2013年の第23回参院選で民主党比例候補として初当選しました[³]。2019年の第25回参院選でも再選を果たし通算2期目です[⁴]。
2018年の民進党分裂を経て一時無所属となりましたが、2021年3月に新・国民民主党(玉木雄一郎代表)に入党し[⁵]、2022年から党副代表および広報委員長代理を務めています[⁵]。参議院では経済産業委員長(2019年)や参議院国会対策委員長(2022–2024年)など要職も歴任し[⁵][⁶][⁴¹]、在職中は一貫して「対決より解決」の姿勢で政策提言に取り組んできました。
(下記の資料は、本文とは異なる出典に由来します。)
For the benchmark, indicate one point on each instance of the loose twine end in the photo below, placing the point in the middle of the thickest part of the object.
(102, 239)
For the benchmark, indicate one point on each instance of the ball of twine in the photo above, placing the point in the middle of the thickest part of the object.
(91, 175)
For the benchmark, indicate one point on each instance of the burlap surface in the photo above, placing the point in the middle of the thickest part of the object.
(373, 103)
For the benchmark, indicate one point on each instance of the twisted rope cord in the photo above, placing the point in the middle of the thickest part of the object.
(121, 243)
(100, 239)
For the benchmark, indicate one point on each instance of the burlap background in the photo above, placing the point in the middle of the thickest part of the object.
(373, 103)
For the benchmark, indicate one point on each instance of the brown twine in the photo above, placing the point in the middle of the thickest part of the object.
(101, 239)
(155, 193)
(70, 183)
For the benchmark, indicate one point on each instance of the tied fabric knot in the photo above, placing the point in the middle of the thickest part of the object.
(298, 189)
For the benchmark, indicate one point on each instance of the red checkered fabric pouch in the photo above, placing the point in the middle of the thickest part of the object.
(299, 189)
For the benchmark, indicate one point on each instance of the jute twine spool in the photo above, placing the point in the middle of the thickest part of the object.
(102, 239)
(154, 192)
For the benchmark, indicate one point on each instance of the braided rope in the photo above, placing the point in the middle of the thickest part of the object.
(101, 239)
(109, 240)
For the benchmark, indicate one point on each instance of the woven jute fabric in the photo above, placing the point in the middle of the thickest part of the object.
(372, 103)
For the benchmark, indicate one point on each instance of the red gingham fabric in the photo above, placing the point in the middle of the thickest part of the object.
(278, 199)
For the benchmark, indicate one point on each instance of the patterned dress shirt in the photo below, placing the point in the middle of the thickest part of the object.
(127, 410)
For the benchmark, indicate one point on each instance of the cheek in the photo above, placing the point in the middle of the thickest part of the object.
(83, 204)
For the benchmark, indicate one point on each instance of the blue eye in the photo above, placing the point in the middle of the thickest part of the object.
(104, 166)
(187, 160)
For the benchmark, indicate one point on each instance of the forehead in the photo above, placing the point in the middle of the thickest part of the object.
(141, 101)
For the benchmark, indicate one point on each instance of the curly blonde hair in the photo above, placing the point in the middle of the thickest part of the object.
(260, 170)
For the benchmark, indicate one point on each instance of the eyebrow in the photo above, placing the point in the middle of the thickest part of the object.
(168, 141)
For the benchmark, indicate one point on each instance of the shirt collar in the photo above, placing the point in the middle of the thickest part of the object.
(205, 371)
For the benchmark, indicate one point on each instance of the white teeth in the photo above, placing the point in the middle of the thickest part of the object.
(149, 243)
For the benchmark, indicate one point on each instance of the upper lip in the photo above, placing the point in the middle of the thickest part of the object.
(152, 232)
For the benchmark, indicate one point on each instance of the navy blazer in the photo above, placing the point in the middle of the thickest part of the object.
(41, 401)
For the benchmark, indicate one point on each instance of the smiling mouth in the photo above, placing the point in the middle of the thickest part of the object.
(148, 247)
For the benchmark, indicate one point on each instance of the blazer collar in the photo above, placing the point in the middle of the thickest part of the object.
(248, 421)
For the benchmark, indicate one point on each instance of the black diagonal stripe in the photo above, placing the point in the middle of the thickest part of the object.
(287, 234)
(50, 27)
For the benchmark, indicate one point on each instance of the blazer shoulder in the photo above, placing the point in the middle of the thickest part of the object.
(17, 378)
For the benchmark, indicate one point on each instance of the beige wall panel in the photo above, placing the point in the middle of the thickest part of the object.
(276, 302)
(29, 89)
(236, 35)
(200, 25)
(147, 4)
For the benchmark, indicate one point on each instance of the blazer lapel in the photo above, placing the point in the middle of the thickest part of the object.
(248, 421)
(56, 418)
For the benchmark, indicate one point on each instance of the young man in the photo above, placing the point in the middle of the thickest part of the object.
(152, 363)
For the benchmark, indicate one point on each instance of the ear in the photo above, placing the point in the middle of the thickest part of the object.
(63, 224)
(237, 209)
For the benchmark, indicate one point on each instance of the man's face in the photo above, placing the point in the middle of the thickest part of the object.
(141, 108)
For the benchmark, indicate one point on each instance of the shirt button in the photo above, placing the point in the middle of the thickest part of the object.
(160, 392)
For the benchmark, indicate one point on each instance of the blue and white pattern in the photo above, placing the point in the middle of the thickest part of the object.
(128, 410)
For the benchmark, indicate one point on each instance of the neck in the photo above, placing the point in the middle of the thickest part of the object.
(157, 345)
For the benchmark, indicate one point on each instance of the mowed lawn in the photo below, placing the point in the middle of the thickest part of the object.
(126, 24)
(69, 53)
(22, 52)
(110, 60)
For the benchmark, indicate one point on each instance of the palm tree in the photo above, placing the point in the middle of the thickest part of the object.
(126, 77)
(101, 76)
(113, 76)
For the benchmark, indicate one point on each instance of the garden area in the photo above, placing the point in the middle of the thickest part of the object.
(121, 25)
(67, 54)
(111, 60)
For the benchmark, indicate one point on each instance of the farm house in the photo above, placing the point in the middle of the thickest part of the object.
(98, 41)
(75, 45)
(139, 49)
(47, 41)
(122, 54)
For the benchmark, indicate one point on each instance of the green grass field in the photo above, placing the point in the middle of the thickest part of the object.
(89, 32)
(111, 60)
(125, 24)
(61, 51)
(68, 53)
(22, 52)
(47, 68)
本レポートでは、2015年から2025年までの活動記録をもとに、礒﨑議員の公約、立法活動、国会発言、党内外での役割、政治資金、情報発信まで包括的に分析します。
礒﨑議員が直近に当選した2019年参院選(第25回、比例区)では、所属する国民民主党の公約「新しい答え2019」のもとで戦いました。そのマニフェストの掲げるスローガンは「家計第一」です。
玉木雄一郎代表は「一番訴えたいのは『家計第一』という考え方だ。GDPの6割を占める消費を活性化するには家計を徹底的に応援する総合政策が必要だ」と述べ、アベノミクスが大企業を潤す一方で家計や地方に恩恵が及ばず実質賃金も伸びない現状への危機感を示しました[⁷]。
マニフェストでは、可処分所得を増やし内需主導の成長を実現することを目標に、具体的な政策の柱を掲げています。
児童手当を高校卒業まで延長し支給額も一律月1万5千円に増額[⁸]、低所得の年金生活者に月5千円の給付で「暮らせる年金」を実現[⁹]、年収500万円以下世帯の家賃に月1万円補助[⁹]など、子育て世帯や高齢者への直接支援を充実させる公約が並びます。
年金だけで安心できない老後への不安に応えるため最低保障的な給付を設け、若年層には教育無償化も視野に入れる方針でした。実際、礒﨑議員は当選後も党の少子化対策PTに関与し、児童手当拡充の議論に参加しています(児童手当拡充法案の提出には至りませんでしたが、2023年には政府が児童手当の所得制限撤廃と対象年齢引き上げに踏み切るなど一定の前進がみられました)。
地方の暮らしを支えるため、乗合タクシー普及支援(ドアツードア移動の低料金化)や高速道路料金の上限引下げ(休日上限1,000円、平日2,000円)[¹⁰]、農家への所得補償強化(日本の「農」と「食」を守る)[¹¹]を打ち出しました。
加えて、「孤独担当大臣」の設置や全国の駅前・飲食店への無料Wi-Fiスポット整備支援など、地域コミュニティの維持・デジタル環境整備にも踏み込んでいます[¹⁰]。
礒﨑議員自身、東京出身ではありますが、自動車産業の地盤である愛知など各地の労組と結びつきが強く、地方創生策にも理解が深いです。例えば高速料金値下げについては地方観光支援策として効果を訴え、農業者所得補償についても農村の過疎化防止策として国会質問で度々取り上げました。
マニフェストは消費税増税(2019年10月の8%→10%引き上げ)に明確に反対し[¹²]、「賃上げなくして成長なし」として企業収益が労働者に還元される仕組みを重視しました[¹³]。
具体的には法人税に累進構造を設け大企業と中小企業の負担格差を是正、社会保険料も中小企業には軽減措置を講ずるとしています[¹³]。また、消費税以外の選択肢として「トリガー条項」の凍結解除(後述)や時限的な減税の検討も示唆しました。